Later in the 1970s I got to know my own Great Yarmouth which was no longer influenced by those golden days when Yarmouth had been the place for Londoners to take refreshing holidays. Being a port it never did have quite the status of Cromer or Sherringham but my Grandmother’s family didn’t seem to realise this. Great Grandfather was a chemist and therefore a man of much stature in the town, and his five girls where known as the most beautiful in town. They were shown off at every party, tea dance and ball but sadly none of them really found the prince of their dreams!

The day that I started travelling to Yarmouth alone in September 1975 I remember feeling just like I did on that day in 1989 when I went off to Budapest. It was another day that changed my life. The time at Yarmouth art school was extra special. It was a time when I discovered that I really enjoyed doing something and was actually already getting quite good at it: drawing.

As I have mentioned in other postings I discovered a teacher there from whom I learnt to draw.
He and his wife remain my friends and it was to meet these two that I went on my favourite train journey again last week, on an autumnal misty, moisty morning over the Norfolk marshes.

None of us feel any different now to how we were thirty four years ago, we don’t look much different either, except we all three have greying hair.
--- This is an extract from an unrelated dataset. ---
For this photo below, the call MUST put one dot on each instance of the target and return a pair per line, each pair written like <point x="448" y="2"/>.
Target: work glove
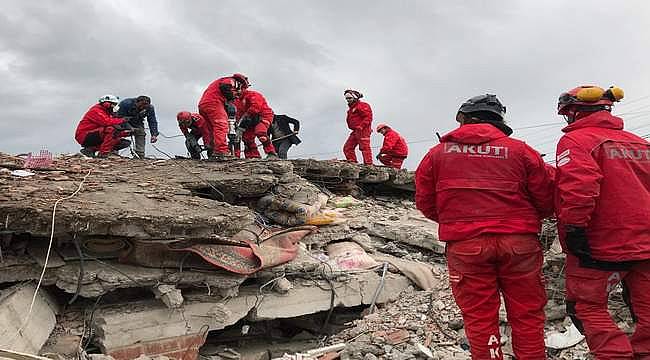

We still love being in each others’ company and we thoroughly enjoyed this trip down memory lane, the first time we have met in Great Yarmouth for years. We usually meet up at home either theirs or my family’s.

We looked at the market, the beach, the harbour and the estuary. We drove past the art school and several of my favourite drawing haunts. While waiting at the station for my return train we concluded that really nothing had changed, even the chips on the market smell the same and still I didn’t dare eat them!

We remembered because we were in situ many things that were long forgotten. Adventures such as building huge kites which got blown out to sea, the brave ones dressing up for rag week in wigs and straw skirts (not me), cycling twenty miles for a celebratory pub-lunch when we had all been accepted for degree courses and silly things like who cried at the drawing crit at the end of the big all-day-draw on Thursdays (again not me).

Yarmouth is much the same apart from the off shore wind farm, a few more seats in the market square and the new harbour that is just under construction. The Noah’s Ark and the octopus have disappeared from Joyland at the end of Britannia pier. The metal palm trees remain as does the wonderful Victorian architecture that is hidden behind flashing lights and gawdy, kitsch facades.

Notes

Great Yarmouth

Joyland – I went on this ride on 24th June 1976 as a treat with the art school’s printmaking lecturer. If you look closely you will see the palm trees in the background.